Artiste autodidacte, Nadia Chellaoui a choisi la figure humaine comme modèle de travail pour y imprimer ce qui trahit la solitude, la perdition mais aussi l'amour, la joie, le bonheur d'être ici, de vivre et de jouir de cette chance unique d'être humain. Elle vient de contribuer à l’ouvrage “Maroc, de quoi avons-nous peur ?" en y imprimant sa philosophie de vie et ses espoirs.
Comment avez-vous été amené à collaborer à l’ouvrage “Maroc, de quoi avons-nous peur ?
 C’est très simple. J’ai été contacté par mon ami, l’écrivain et journaliste, Abdelhak Najib qui est à l’origine de l’idée de cet ouvrage commun dont il a assuré la direction avec le grand sémiologue, Noureddine Bousfiha, qu’on ne présente plus. L’idée est d’exprimer mon amour et mon attachement à mon pays à travers mes dessins et ma peinture. C’est ma manière à moi de dire comment je vis mon a Maroc et quel avenir je rêve pour cette terre bénie qui nourrit mon âme et donne de la profondeur à ma vision en tant qu’artiste.
Quelle approche avez-vous adopté pour réaliser vos dessins et peintures ?
 J’ai lu certains des textes publiés dans “Maroc, de quoi avons-nous peur ?” Mais juste pour avoir une idée. Par contre, ma contribution est très libre et très personnelle.  L’idée même de ce livre est d’être libre et d’exprimer sa liberté, sans a priori ni préjugés. Comme les aficionados peuvent le découvrir les dessins présents dans cet ouvrage tranchent radicalement avec mon travail d’avant. J’ai découvert des univers riches en dignes et en symboles et j’ai exploré cette voie qui porte ma vision de mon pays. C’est une expérience unique d’aller dans l’inconnu et d’en sortir avec un peu de lumière. C’est ce que j’ai voulu offrir dans ce livre : un peu de lumière.
Comment s’est faite votre collaboration sur cet ouvrage ? Vous avez eu connaissance des contenus éditoriaux au préalable ?
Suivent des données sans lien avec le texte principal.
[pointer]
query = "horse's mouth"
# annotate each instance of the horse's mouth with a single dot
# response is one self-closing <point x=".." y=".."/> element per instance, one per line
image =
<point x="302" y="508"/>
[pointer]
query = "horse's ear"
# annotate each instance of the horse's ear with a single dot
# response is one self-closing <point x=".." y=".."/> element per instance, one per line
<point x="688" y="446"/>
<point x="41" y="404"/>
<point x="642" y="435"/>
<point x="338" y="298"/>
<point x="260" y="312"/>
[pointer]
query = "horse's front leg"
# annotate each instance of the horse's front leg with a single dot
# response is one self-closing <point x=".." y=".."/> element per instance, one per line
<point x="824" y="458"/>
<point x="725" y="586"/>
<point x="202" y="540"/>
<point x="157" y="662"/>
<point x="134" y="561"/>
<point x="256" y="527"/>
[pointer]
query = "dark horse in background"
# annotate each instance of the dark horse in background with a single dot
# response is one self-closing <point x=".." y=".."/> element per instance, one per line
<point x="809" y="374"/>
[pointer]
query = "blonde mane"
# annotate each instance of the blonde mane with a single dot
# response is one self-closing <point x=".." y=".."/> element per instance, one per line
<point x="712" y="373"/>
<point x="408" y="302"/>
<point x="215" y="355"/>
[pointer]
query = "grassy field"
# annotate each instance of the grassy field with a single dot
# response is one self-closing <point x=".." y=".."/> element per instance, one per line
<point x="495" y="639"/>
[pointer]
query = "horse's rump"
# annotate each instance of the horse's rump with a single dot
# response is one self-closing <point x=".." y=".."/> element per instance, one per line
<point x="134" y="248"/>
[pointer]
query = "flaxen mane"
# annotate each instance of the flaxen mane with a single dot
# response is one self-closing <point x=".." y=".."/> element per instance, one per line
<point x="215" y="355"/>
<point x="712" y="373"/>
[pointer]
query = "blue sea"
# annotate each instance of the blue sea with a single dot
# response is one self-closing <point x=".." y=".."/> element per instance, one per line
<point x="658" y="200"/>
 Comme je l’ai dit, j’ai lu quelques textes. Surtout le préambule, signé par Jean-Marie Heydt, la préface de Faouzi Skalli et le texte, intitule « Pourquoi » par Abdelhak Najib. Ce dernier résume toute la démarche de l’ouvrage: un livre qui pose les bonnes questions sur le Maroc d’aujourd’hui, qui est en profonde mutation et surtout apporte des projections dans le futur du pays avec des thématiques puissantes: la place de la femme dans le Maroc de demain, les libertés individuelles, l’éducation, la jeunesse, la dignité humaine, le corps, la religion et d’autres sujets qui nous préoccupent tous. Ce sont 54 textes à lire qui apportent des éléments de réponse.
Quel message avez-vous cherché à véhiculer ?
Mon message est clair: l’amour et la prospérité devraient être les moteurs de notre société. La cohésion sociale et la solidarité doivent également être un socle solide sur lequel on peut bâtir ensemble le Maroc de demain. Mais j’insiste sur un point : le rôle de la femme au sein de la société. La femme est l’ossature de ce pays, rien de valable ne se fera sans elle.